Beyond the functional magnetic resonance imaging scans, researchers gather information through interviews, behavioral assessments, physiological and cognitive tests and by collecting blood, saliva and even baby teeth.

So far, 32 studies have been published based on two datasets produced by the study in its early stages.

Researchers have now gathered baseline data, and the next seven years will focus on how brains change during the teenage years, said Marie Banich, executive director of Intermountain Neuroimaging Center at CU Boulder and co-principal investigator.

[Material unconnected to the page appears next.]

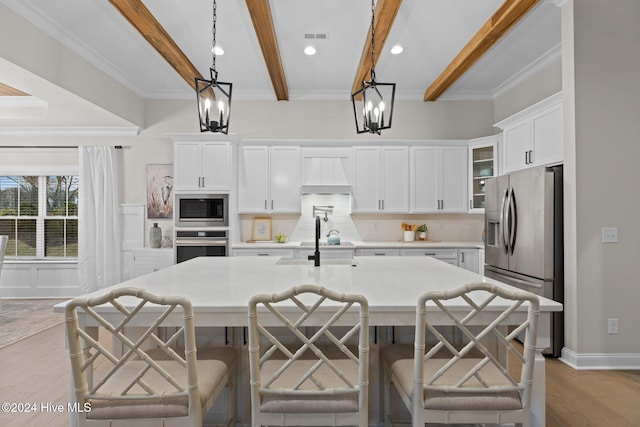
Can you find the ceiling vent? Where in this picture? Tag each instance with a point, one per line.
(316, 36)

“It’s like watching a time-lapse movie of the brains of thousands of kids developing over time. The sheer scope and richness of the data we are collecting is incredible,” Banich said in a statement.

The in-person testing and evaluation was stopped because of the coronavirus pandemic, Hewitt said, but researchers plan to resume limited in-person meetings in July.

“We depend on and are grateful to the families who are making this commitment over the course of 10 years or more,” Hewitt said. “It will define our understanding of the adolescent brain and cognitive development.”